Pour justifier les actes d’expropriation engagés par le CNRD contre Sidya Touré et Cellou Dalein Diallo, le ministre de l’habitat a parlé du manque d’éthique ou de l’immoralité de l’acquisition de ces domaines. Selon lui, la loi seule ne suffirait plus pour justifier la récupération des domaines appartenant à ces deux personnalités politiques, il faut aussi user de la moralité. Pour lui, on ne peut être à la fois vendeur et acheteur. Il sous-entend ainsi que ces deux personnalités auraient profité de leurs positions pour mettre à leur profit des biens appartenant à l’État.
On peut bien concéder à Monsieur le ministre, la perception du manque d’éthique dans ces cas. Cependant, ce n’est pas parce qu’un acte est immoral qu’il est illégal. D’ailleurs, la perception de ce qui est éthique ou immoral peut varier selon les milieux et les époques.
Lorsqu’un acte est immoral ou contraire à l’éthique, c’est à l’État d’établir une règle de droit pour l’interdire ou le réglementer. Donc c’était à l’État d’interdire aux hauts cadres de l’administration d’acheter des biens relevant du domaine privé de l’État pour mettre fin à une pratique qui serait contraire à l’éthique.
Ceci dit, on ne peut pas opposer des règles juridiques à un acte qui est simplement contraire à l’éthique même s’il est odieux. Si par exemple, la loi n’interdisait pas à un citoyen d’épouser sa mère, s’il le faisait quelle que soit l’ignominie de l’acte, l’État ne pourrait pas le condamner.
On est d’accord que la perception du conflit d’intérêt devrait pousser surtout ceux qui occupent des hautes responsabilités d’éviter de s’engager dans certaines transactions même si elles ne sont pas juridiquement condamnées.

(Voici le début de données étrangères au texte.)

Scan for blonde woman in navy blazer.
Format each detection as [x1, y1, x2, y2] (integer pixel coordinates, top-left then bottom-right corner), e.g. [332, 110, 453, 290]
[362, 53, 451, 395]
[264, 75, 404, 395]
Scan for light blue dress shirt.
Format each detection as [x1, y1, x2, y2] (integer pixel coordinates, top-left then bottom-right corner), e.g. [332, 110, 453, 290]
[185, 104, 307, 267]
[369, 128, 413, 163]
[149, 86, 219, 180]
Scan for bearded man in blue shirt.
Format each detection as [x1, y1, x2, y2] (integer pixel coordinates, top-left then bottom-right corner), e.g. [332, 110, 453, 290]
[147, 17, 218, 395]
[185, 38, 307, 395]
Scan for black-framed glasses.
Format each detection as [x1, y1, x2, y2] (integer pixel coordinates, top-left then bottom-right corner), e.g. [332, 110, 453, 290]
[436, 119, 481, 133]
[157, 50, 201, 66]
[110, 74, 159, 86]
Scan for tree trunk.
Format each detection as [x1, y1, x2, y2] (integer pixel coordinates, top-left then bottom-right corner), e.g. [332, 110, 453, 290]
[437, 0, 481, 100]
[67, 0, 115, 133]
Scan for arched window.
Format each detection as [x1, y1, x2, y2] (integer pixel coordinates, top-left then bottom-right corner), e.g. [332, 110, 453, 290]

Cependant, si l’État ne les a pas interdites, ce même État ne peut rien sinon constater une faiblesse ou un vide juridique à combler pour le futur.
Maintenant, si dans le processus d’acquisition de ces terrains qui relevaient du domaine privé de l’État, les acquéreurs avaient agi illégalement, l’État peut engager une action judiciaire contre eux. Cela aurait dû être fait à l’amont surtout pour une junte qui a annoncé vouloir faire de la Justice sa boussole.
Par ailleurs, je trouve bizarre la déclaration du ministre Ousmane Gaoual Diallo à la RTG qui justifie ces évictions comme s’inscrivant dans le cadre du recensement des domaines de l’État. A-t-on besoin de vider les gens de leur domicile pour pouvoir compter leur maison ? En plus, il dit qu’après le recensement, ils feront la part des choses en vérifiant les documents et les preuves qui seront fournis afin de rétablir chacun dans ses droits.
N’est-ce pas par cela qu’ils auraient dû commencer ? Demander aux acquéreurs de fournir les documents avant de prendre des mesures qui enveniment la situation.
Finalement, pour éviter tout risque de politisation de cette récupération des ‘’domaines de l’État’’, l’État aurait dû transférer à la justice tous les cas suspects qu’ils auraient identifié et laisser le soin à celle-ci la responsabilité de s’en occuper. Dans ce cas-ci, le CNRD ou l’État aurait donc simplement dû porter plainte contre Sidya et CDD devant la justice qui sert de boussole au CNRD.
La boussole est-elle en panne ou bien c’est parce que le CNRD saurait qu’il n’a aucune base juridique et aucune justification légale sur laquelle reposent ses derniers actes ? On ne gère pas un pays sur la base des rumeurs ou des humeurs. Les actes de l’État ont des conséquences politiques, sociales et peuvent l’exposer aussi à des poursuites judiciaires.
L’autre facteur non négligeable est la conséquence économique des actions de l’État. L’activité économique était déjà au ralenti du fait de l’instabilité politique suite à la modification constitutionnelle et le troisième mandat et aussi du coup d’État qui en avait résulté. Il serait suicidaire pour le CNRD d’aggraver une situation précaire par des actes inopportuns. Il ne faut surtout pas occulter le fait que lorsque l’État ignore les textes de loi et se comporte comme un hors-la-loi, ces actions peuvent décourager les potentiels investisseurs, les hommes d’affaires qui opèrent déjà dans le pays et les institutions sur lesquelles il compte pour financer ses activités.
Il ne faut pas que le CNRD ronge ses propres piliers et créent des conditions qui peuvent favoriser son déclin.